Un carnage est survenu le 14 juillet 2017 à la compagnie de gendarmerie. Un gendarme a mortellement retourné son arme contre trois de ses collègues et une civile. D’après le gouverneur de la région de l’Extrême-Nord, Midjiyawa Bakary, qui a donné un point de presse dans la soirée du 14 juillet, seul le gendarme Moulioum a survécu à ce carnage.

Il s’en est tiré avec une blessure grave et subit des soins intensifs dans une formation hospitalière appropriée. Ce drame d’un pandore, qui continue de défrayer la chronique, incline, au moins, à sonder les mobiles éventuels d’un comportement crapuleux.

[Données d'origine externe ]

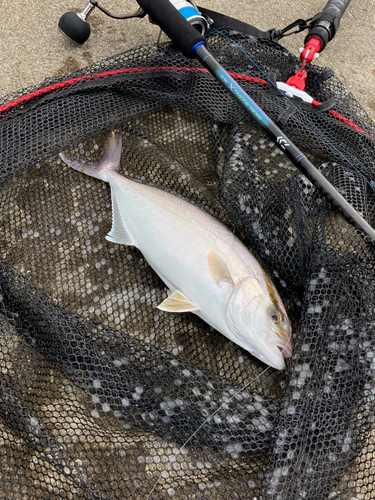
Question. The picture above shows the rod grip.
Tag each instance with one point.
(326, 26)
(174, 25)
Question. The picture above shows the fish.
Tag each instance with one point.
(207, 270)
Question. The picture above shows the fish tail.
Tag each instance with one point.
(109, 161)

Sous réserve des résultats des enquêtes des fins limiers de la gendarmerie nationale dans les tout prochains jours, qui s’échinent à en déterminer la cause efficiente et efficace de ce carnage, les premiers indicateurs de ce fait social macabre et odieux font état d’un crime « passionnel » commis par Jude Woumessi. En effet, selon des sources concordantes relayées dans la chronique de cette actualité mortifère, ce jeune gendarme a commis cette boucherie humaine parce qu’il accusait le capitaine commandant de compagnie de son vivant d’entretenir une relation idyllique avec sa compagne. Toute chose l’ayant incité à abattre son chef dans son bureau avant d’aller tirer à bout portant sur trois femmes dont deux gendarmettes en poste au secrétariat du commandant de compagnie. La 3ème dame qui s’échinait à la préparation des repas pour les éléments de la compagnie a été, dans la même veine, assassinée sur le champ.
La gâchette facile contre des populations civiles
Le deuxième mobile avancé de ce carnage, en termes de conjecture, pour comprendre l’atrocité de cet acte est lié à l’argument de la vengeance illustré comme déterminant éventuel dudit crime. D’après certains témoignages recueillis à Kousseri, le forcené aurait dit avoir raté son avancement normal à cause du commandant Ondoa, qui aurait rédigé un rapport défavorable sur le concerné pour une histoire de maladie. Tout acte que le gendarme considère comme une injustice. D’où l’option pour la vengeance assortie de la monstruosité du comportement. Le drame de Kousseri n’est pas un fait marginal dans la société camerounaise contemporaine. Ceci nous rappelle, la litanie des faits non pas exhaustive, un autre cas enregistré le 23 novembre 2015 à Mbalmayo dans le département du Nyong-et-So’o (région du Centre). Ce jour-là, le maréchal de logis, Aimé Valerie Mbozo’o, avait tiré un coup de feu sur son supérieur hiérarchique, le maréchal de logis chef, Christophe Nsangou, avant de se donner la mort. D’après les indiscrétions relayées sur ces entrefaites, l’auteur du drame aurait appris que son collègue et lui avaient jeté le dévolu sur la même femme si bien que le colérique a succombé au pire, en optant pour un acte fataliste d’un tel acabit.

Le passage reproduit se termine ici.